MSK KRaft Migration Architecture

This page covers the internal architecture of the MSK ZK→KRaft migration pipeline — how data flows, how offsets are translated, and how the evidence bundle is constructed.

Design Philosophy

Three principles guide the architecture:

No in-place migration. S3 is the replication channel between source and target. The source cluster is never modified — it remains a safe rollback target until you decommission it.
Deterministic state machine. Every phase transition is journaled. The migration can be resumed from any point, rolled back before cutover, or audited post-facto from the evidence bundle.
Offset continuity over offset identity. Target offsets will differ from source offsets (compaction, replication timing). What matters is that consumers resume from the same message — the offset map translates between the two.

State Machine

The migration runs through 11 states with deterministic transitions:

                    ┌─────────────────────────────────────────────────┐
                    │                  FORWARD PATH                   │
                    │                                                 │
  PLANNED ──► PRECHECK ──► TOPOLOGY_COPY ──► SEED ──► TAIL ──► DRAIN_READY
                                                                     │
                                                                     ▼
  FINALIZED ◄── VALIDATING ◄── AWAITING_CLIENT_SWITCH ◄── CUTOVER  │
                                                                     │
                    ┌─────────────────────────────────────────────────┘
                    │           ROLLBACK (pre-cutover only)
                    ▼
              ROLLED_BACK

              FAILED ◄── (reachable from any state)

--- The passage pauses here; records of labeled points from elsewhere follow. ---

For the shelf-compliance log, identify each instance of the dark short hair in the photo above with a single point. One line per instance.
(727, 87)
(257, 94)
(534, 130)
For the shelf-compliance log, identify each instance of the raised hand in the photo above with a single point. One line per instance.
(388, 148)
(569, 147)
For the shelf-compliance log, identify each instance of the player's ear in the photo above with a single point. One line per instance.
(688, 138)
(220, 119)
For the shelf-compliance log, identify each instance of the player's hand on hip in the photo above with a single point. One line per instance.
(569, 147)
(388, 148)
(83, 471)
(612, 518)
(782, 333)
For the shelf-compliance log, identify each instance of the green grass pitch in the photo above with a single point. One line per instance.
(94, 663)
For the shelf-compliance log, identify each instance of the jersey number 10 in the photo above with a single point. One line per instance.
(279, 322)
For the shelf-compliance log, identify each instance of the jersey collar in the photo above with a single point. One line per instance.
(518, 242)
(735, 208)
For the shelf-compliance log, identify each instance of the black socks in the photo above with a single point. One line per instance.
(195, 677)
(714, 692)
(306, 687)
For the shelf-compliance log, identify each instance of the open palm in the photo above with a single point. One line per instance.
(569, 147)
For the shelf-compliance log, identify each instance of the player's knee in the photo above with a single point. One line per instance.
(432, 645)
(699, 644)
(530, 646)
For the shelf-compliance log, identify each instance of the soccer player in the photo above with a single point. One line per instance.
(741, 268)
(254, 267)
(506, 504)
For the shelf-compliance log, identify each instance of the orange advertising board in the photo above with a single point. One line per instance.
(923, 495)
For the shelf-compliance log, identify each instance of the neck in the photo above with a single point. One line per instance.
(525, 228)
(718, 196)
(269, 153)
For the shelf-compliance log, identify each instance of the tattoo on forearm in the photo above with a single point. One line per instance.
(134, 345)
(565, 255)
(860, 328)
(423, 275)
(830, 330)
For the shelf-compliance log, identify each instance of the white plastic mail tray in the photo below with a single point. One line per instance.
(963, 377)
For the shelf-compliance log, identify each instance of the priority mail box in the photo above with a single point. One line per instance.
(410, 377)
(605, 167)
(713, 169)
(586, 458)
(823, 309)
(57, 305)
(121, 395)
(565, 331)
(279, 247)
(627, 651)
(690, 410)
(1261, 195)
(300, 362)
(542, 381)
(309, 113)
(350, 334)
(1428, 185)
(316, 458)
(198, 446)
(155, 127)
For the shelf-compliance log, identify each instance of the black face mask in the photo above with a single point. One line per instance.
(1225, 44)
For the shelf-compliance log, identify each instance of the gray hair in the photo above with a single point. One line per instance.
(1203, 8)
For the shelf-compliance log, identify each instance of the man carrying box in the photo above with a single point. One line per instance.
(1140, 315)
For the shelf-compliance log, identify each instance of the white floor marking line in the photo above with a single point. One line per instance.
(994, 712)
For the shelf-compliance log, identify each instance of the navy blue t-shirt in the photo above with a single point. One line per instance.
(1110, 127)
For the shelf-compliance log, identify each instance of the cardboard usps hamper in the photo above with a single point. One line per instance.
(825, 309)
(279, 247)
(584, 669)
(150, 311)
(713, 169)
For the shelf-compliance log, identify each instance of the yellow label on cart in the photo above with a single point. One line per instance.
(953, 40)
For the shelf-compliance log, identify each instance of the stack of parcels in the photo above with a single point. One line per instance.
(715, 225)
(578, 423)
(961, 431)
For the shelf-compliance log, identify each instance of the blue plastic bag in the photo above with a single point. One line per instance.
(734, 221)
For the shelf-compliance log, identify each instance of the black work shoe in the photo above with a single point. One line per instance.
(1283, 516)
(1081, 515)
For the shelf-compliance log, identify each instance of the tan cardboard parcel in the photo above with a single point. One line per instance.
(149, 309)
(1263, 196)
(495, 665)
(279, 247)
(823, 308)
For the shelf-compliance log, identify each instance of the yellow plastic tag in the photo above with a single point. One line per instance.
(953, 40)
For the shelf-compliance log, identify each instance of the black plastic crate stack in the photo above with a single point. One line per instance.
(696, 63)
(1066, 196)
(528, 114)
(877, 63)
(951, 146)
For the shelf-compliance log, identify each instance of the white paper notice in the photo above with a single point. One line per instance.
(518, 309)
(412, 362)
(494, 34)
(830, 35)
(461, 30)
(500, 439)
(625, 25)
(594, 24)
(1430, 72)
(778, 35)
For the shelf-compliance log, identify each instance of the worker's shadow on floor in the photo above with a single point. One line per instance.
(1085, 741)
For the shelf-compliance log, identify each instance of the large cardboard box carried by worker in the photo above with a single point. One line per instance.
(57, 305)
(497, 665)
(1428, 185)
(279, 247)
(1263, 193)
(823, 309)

State	Serde name	Description
Planned	`planned`	Fresh migration, no mutations yet
Precheck	`precheck`	Read-only cluster analysis
TopologyCopy	`topology_copy`	Topics and ACLs created on target
Seed	`seed`	Bulk data transfer via S3
Tail	`tail`	Continuous replication bridging seed to cutover
DrainReady	`drain_ready`	Lag converged, awaiting operator
Cutover	`cutover`	Producer freeze, sentinel, offset translation
AwaitingClientSwitch	`awaiting_client_switch`	Operator switching applications
Validating	`validating`	5-check validation running
Finalized	`finalized`	Evidence signed and uploaded (terminal)
RolledBack	`rolled_back`	Migration aborted (terminal)
Failed	`failed`	Phase failed (resumable)

Resume logic

On resume, the system reads the journal and dispatches based on the tip state:

Planned through Tail: Re-enter execute from the last non-failed state
DrainReady / AwaitingClientSwitch: Return "waiting for operator" (exit code 10)
Failed: Walk backward (max 4 hops) to find the last non-failed state; re-enter from there
Finalized / RolledBack: No-op (terminal)

A resume fingerprint (SHA256 of source ARN, target ARN, bucket names) is embedded in the first journal entry. On resume, the fingerprint is verified — this detects silent config changes between crash and resume.

Data Flow: Seed Phase

The seed phase performs a bulk copy of all source data through S3:

 Source Cluster                S3                    Target Cluster
┌──────────────┐        ┌──────────────┐        ┌──────────────┐
│              │        │              │        │              │
│  Topic A:0   │──────► │  segments/   │──────► │  Topic A:0   │
│  Topic A:1   │  read  │  A/0/...     │ write  │  Topic A:1   │
│  Topic B:0   │        │  A/1/...     │        │  Topic B:0   │
│  ...         │        │  B/0/...     │        │  ...         │
│              │        │              │        │              │
└──────────────┘        │  offset-map  │        └──────────────┘
                        │  .json       │
                        └──────────────┘

BackupEngine reads source partitions and writes S3 segments (up to segment_max_bytes each)
RestoreEngine reads segments from S3 and produces to target partitions
Offset map sidecar records the mapping: for partition P, source offsets [src_first, src_last] landed at target offsets [tgt_first, tgt_last]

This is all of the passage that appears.